Counsel referred to correspondence from the office of the President and the Provincial Administration to show that the plot belonged to Rumwe Women Group from 1980.

That the judgment of the magistrate had serious discrepancies as it failed to address crucial issues like adverse possession and that the lower court had no jurisdiction to make an eviction order.

He prayed that the case be sent back to the lower court for a retrial.

When the learned magistrate wrote her judgment, she remarked that the case was very straight forward indeed and I agree with that remark.

Counsel’s first complaint is that though there was evidence of adverse possession raised by the appellant’s the magistrate did not consider it.

She was not supposed to consider this evidence because, in my view, if title to land is being sought by a litigant on the basis of adverse possession, then the provisions of order VI of the Civil Procedure Rules must be complied with and the application made in that regard by way of Originating Summons.

The appellants made no such claim, even if it would have been by way of counter claim; if at all.

The defence witness evidence that:

“We were given the plot in 1980

or that

“we built the structure in 1980”

does not satisfy the condition for claiming land by way of adverse possession.

A litigant has to establish a free continuous and uninterrupted occupation of the disputed land for a period of 12 years or more to satisfy the ingredients of adverse possession.

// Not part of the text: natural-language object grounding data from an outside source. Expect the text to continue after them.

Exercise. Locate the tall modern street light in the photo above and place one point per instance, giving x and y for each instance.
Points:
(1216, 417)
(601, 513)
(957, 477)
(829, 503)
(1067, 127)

This is not what the appellants did in the case subject to this appeal.

As regards the allegation of fraud made in paragraph 4 of the amended defence no evidence was adduced to describe or specify them.

What was stated in the paragraph quoted above remained allegations and without evidence to confirm them the learned magistrate cannot be blamed for not considering the evidence which never was.

In any case since it was the defence side which made the allegations, it was upon it to prove them and not the respondent.

Section 27(a) of the Registered Land Act describes interest conferred by registration thus:-

“The registration of a person as proprietor of land shall vest in that person the absolute ownership of that land together with all rights and privileges belonging or appurtenant thereto.”

As regards L.R. No. Kiambaa/Kihara/T. 515, the respondent was such proprietor and his ownership cannot be ousted by mere communication from the Office of the President or Provincial Administration purporting to allocate the suit plot to the appellants or because such title has been cautioned.

In my view the appellants had no defence or a reasonable one to the respondent’s claim and the order made by the learned Senior Principal Magistrate was the correct one in the circumstances.

There is no authority saying that the Senior Principal Magistrate had no jurisdiction to issue the eviction order.

I dismiss this appeal with costs.

Delivered and dated this 29th day of July, 2002.